Strong Numerical Results and Findings

  • Visual Perception: Models demonstrated varying strengths, with some achieving high aligned scores in image captioning tasks on datasets like Flickr30k. However, disparities remain, particularly when faced with less common or out-of-distribution images.
  • Knowledge and Reasoning: The evaluation on knowledge benchmarks such as A-OKVQA, and reasoning tasks like GQA, highlighted GPT-4o’s lead in terms of win rates, although it still trails in bias assessment.
  • Bias and Fairness: The marked underperformance of efficiency-focused models on bias benchmarks underscores a critical gap in current VLM capabilities, elucidating a need for dedicated bias mitigation efforts.

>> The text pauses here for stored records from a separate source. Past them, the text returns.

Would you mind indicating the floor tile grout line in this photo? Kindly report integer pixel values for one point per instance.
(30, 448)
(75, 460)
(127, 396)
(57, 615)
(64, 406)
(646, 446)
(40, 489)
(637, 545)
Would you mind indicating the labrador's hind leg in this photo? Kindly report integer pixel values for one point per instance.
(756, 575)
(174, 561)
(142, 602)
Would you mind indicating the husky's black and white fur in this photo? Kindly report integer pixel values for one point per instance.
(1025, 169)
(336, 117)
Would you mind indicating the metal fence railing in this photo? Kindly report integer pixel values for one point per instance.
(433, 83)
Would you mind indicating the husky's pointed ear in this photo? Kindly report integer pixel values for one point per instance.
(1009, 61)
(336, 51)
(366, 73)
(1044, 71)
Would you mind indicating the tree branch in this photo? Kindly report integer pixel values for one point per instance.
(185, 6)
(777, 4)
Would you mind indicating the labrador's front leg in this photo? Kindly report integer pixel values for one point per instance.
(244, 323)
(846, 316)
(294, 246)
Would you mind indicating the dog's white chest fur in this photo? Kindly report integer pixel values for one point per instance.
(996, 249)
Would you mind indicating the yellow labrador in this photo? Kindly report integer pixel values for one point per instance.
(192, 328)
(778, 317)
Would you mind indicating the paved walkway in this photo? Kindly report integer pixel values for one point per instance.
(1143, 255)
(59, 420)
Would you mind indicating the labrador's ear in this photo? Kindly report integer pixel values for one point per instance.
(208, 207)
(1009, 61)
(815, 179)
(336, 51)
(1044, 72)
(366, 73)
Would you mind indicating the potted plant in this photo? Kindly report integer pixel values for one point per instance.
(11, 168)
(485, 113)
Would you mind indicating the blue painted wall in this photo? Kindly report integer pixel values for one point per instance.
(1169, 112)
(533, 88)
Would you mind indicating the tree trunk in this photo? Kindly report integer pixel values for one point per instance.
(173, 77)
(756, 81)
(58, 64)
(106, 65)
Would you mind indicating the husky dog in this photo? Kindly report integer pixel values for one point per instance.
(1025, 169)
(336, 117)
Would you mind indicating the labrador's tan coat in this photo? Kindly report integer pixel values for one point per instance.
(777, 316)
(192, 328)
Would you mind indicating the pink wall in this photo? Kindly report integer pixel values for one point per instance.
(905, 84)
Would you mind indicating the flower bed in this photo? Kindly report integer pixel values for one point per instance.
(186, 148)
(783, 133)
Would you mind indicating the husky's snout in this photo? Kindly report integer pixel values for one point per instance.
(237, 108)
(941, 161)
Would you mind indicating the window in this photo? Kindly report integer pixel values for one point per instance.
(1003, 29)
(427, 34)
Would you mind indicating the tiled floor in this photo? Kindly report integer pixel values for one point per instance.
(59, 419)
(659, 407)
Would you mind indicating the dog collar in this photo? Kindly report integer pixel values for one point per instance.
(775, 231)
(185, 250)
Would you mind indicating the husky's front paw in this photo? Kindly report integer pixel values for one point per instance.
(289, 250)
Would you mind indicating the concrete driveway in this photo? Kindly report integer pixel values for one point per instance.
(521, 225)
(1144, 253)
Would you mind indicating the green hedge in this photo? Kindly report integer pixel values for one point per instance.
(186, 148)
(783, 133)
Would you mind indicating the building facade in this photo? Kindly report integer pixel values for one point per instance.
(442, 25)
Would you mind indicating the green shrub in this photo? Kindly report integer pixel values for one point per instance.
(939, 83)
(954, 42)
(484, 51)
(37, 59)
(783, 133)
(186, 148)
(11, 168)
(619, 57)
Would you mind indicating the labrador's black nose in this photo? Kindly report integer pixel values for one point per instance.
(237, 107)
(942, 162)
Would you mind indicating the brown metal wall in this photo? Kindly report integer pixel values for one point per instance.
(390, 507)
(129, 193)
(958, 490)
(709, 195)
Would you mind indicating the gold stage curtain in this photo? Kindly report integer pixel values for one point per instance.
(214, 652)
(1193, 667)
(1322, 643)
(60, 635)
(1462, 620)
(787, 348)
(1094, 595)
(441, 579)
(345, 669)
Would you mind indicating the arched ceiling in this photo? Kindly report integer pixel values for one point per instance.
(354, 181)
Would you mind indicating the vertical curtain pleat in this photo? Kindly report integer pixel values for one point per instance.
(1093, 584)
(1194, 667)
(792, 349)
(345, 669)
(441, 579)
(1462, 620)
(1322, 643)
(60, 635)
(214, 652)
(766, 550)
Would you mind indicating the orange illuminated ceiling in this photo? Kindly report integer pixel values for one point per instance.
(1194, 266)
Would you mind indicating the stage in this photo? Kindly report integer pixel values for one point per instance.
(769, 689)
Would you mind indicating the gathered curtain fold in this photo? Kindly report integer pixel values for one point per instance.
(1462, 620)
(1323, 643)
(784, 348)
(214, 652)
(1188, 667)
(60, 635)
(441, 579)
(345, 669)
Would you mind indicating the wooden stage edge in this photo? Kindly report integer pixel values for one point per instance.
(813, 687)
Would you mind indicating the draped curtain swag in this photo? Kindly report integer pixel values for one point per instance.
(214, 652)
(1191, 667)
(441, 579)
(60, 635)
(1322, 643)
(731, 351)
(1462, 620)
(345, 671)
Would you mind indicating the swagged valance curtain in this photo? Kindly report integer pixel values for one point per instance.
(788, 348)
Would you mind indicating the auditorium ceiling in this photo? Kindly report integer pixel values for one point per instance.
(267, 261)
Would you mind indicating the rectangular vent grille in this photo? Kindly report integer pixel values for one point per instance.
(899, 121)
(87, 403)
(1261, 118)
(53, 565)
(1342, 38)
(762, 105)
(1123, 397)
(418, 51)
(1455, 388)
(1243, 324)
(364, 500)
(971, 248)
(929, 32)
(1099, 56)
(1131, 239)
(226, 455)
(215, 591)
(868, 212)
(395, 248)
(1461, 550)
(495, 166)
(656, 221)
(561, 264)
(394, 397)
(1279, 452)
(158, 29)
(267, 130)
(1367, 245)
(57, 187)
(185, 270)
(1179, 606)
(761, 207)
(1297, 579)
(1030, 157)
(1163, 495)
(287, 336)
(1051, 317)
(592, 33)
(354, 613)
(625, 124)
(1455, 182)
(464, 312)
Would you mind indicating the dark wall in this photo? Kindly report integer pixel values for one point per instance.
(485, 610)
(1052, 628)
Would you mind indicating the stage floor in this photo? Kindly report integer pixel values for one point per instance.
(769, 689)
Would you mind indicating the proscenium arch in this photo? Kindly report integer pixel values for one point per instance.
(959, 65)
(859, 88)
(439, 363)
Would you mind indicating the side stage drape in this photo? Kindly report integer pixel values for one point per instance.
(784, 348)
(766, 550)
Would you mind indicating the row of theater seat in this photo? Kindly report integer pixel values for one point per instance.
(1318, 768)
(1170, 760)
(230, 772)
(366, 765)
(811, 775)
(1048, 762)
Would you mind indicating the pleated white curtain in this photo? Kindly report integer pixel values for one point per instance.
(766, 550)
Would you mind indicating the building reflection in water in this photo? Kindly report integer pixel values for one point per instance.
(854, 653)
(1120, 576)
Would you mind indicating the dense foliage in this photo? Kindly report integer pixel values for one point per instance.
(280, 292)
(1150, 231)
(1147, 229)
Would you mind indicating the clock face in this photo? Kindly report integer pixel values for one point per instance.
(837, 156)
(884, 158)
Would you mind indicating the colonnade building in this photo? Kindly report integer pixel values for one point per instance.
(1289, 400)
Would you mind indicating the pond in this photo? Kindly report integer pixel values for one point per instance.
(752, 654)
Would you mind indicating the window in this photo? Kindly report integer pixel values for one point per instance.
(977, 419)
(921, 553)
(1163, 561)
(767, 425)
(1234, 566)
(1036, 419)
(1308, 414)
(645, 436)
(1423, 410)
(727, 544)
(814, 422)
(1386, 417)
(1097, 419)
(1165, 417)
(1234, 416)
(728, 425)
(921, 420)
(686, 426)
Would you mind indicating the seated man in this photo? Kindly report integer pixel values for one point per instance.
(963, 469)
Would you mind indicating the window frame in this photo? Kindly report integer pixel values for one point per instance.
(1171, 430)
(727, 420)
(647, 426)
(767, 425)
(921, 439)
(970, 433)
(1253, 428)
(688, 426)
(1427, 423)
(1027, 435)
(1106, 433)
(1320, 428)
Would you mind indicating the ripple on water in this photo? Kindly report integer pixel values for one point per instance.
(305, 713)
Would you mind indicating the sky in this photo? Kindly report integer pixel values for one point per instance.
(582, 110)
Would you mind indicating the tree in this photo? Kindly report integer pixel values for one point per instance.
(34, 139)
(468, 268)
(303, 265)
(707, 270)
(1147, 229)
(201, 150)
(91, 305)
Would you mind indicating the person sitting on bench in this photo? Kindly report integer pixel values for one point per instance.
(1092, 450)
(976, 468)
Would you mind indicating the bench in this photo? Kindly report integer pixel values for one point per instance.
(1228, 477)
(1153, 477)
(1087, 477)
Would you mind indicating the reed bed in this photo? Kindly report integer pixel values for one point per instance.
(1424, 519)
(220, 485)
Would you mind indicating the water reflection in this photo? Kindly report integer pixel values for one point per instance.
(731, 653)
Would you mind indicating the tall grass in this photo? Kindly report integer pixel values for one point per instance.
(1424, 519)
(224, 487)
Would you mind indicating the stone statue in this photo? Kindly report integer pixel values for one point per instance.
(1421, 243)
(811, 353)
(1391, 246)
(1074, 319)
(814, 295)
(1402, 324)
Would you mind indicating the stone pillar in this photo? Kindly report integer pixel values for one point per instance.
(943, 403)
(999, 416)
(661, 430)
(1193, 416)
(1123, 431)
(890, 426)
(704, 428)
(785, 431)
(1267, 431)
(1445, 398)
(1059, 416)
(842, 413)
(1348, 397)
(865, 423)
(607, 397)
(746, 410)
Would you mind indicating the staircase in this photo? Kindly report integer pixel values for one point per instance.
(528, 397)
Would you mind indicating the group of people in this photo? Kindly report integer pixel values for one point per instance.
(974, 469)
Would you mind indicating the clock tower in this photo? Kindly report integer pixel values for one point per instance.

Implications and Future Directions

The adoption of VHELM not only sets a precedent for comprehensive VLM assessment but also directs future research towards addressing identified weaknesses such as model biases and lack of robustness. The findings point to potential improvements in instruction fine-tuning, particularly for open-weight models, to enhance their efficacy and alignment with intended behaviors.

From a broader perspective, VHELM contributes to the ongoing dialogue on the ethical deployment of AI models. By emphasizing aspects such as fairness and toxicity, it articulates the societal impact of AI technologies, prompting developers and policymakers to consider these dimensions in the deployment of VLMs.

Conclusion

VHELM stands out as a rigorous framework that systematically evaluates VLMs against multiple dimensions, ensuring a balanced assessment of their capabilities and limitations. Despite the effective benchmarking it provides, continuous iteration and augmentation of the framework are necessary to address evolving challenges in AI model evaluation, focusing on aspects like multilingual support and safety in adversarial settings. Such advances will be pivotal in fostering the responsible development and deployment of Vision-LLMs in real-world applications.